Updates docker swarm members managed by sammons/provisioner
Mounts /app/config.json
{
"port": "3000",
"socketPath": "/var/run/docker.sock",
"email": "[email protected]",
"domains": [
"abc.xyz.com"
],
"cloudflareKey": "xyz"
}
Individually detects services affected by these domains as it rotates the secrets, and updates them with the new secrets.
Detects that a secret is a domain secret because the tail end of the secret name is the md5sum of the ${domain}.crt
or the ${domain}.pem
,
which is a standardized convention (within sammons modules) to name secrets.
Eventually would like to:
- consider the time of day/load of services as it prepares to impact them, since an update kicks over all of the services
- switch off directly mounting secrets and to using something like hashicorp vault.

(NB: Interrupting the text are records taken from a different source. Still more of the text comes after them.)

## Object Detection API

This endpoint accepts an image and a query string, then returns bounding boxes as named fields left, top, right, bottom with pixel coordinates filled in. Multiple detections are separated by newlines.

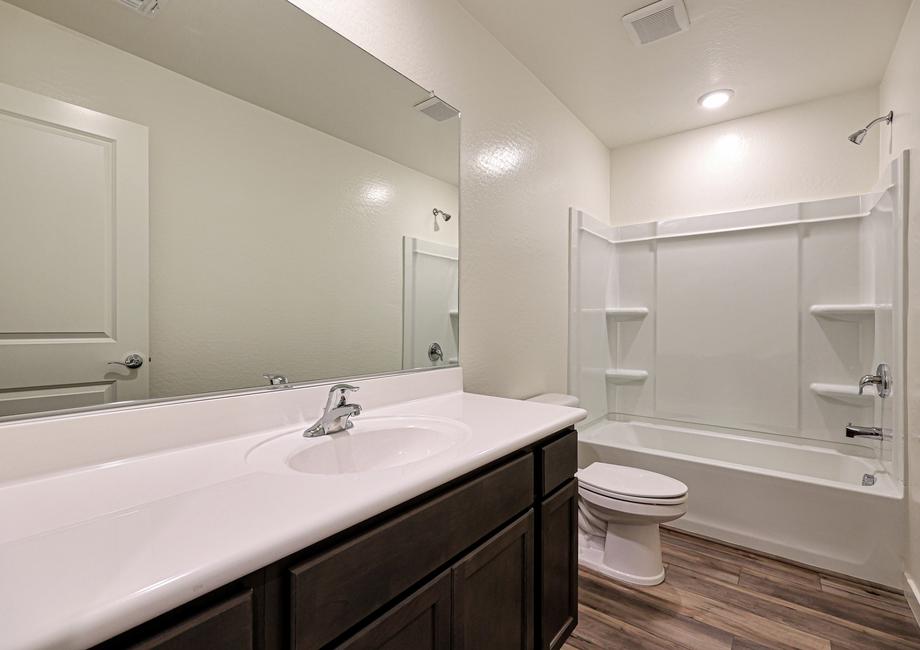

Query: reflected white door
left=0, top=84, right=148, bottom=416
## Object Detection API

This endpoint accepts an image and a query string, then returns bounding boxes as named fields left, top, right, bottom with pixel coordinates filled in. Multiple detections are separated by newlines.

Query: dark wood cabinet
left=451, top=511, right=534, bottom=650
left=99, top=429, right=577, bottom=650
left=290, top=454, right=534, bottom=650
left=537, top=478, right=578, bottom=650
left=338, top=571, right=451, bottom=650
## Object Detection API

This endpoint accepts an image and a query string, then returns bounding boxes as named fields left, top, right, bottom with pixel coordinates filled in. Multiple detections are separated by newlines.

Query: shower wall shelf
left=809, top=303, right=891, bottom=321
left=604, top=307, right=648, bottom=322
left=605, top=368, right=648, bottom=384
left=808, top=383, right=873, bottom=405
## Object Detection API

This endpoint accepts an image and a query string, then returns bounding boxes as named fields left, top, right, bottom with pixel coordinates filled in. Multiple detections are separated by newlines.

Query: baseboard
left=904, top=572, right=920, bottom=626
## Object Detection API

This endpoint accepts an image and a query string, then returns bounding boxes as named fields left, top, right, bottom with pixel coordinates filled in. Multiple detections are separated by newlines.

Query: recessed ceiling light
left=696, top=88, right=735, bottom=110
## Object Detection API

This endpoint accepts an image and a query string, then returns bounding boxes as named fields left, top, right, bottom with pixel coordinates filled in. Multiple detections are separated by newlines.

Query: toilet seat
left=576, top=463, right=688, bottom=506
left=579, top=484, right=687, bottom=506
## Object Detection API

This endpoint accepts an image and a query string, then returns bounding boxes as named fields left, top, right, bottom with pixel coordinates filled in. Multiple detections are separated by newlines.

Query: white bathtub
left=578, top=421, right=904, bottom=588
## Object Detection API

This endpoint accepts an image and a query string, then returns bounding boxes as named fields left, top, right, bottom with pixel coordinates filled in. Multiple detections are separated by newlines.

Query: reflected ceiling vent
left=118, top=0, right=166, bottom=16
left=415, top=93, right=460, bottom=122
left=623, top=0, right=690, bottom=45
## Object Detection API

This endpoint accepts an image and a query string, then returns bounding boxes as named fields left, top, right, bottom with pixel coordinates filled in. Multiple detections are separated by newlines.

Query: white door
left=0, top=84, right=149, bottom=417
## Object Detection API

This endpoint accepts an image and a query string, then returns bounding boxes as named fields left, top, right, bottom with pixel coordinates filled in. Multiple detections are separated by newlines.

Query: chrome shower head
left=431, top=208, right=450, bottom=231
left=847, top=111, right=894, bottom=144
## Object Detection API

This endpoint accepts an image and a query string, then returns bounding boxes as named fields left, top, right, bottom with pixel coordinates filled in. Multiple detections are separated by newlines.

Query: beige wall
left=879, top=0, right=920, bottom=604
left=0, top=2, right=457, bottom=397
left=293, top=0, right=610, bottom=397
left=610, top=89, right=878, bottom=224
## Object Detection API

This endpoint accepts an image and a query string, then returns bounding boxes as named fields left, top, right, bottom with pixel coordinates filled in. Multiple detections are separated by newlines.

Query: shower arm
left=865, top=111, right=894, bottom=131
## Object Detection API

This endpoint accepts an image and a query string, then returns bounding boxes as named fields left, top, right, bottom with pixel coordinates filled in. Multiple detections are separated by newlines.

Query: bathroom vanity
left=99, top=429, right=578, bottom=650
left=0, top=368, right=585, bottom=650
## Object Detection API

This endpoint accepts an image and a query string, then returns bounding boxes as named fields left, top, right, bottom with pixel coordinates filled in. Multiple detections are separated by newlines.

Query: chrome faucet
left=859, top=363, right=891, bottom=398
left=303, top=384, right=361, bottom=438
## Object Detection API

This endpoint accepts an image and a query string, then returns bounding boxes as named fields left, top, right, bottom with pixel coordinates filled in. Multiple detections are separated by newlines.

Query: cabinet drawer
left=96, top=589, right=253, bottom=650
left=336, top=571, right=450, bottom=650
left=289, top=454, right=534, bottom=650
left=540, top=429, right=578, bottom=496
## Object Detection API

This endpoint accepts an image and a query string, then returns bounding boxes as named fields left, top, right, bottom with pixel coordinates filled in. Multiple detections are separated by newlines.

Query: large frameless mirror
left=0, top=0, right=460, bottom=418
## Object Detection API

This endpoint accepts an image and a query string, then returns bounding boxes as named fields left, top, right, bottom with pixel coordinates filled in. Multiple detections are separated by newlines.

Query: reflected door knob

For long term persistence, mount /etc/letsencrypt
within this container. Certbot automatically stores keys there.
Exposes a GET
endpoint /history
which returns the most recent last 100 entries in the history file (/app/history/history.txt
)
each entry is an action
:
const action = {
serviceId: service.ID,
serviceName,
oldSecrets,
newSecrets,
};
Runs every 6 hours. Will only kick over services if a new cert is created which would be due to a cert imminently expiring.
Does not check for services that are out of date, it just updates affected services every time it runs, and a new cert is obtained for the given domain.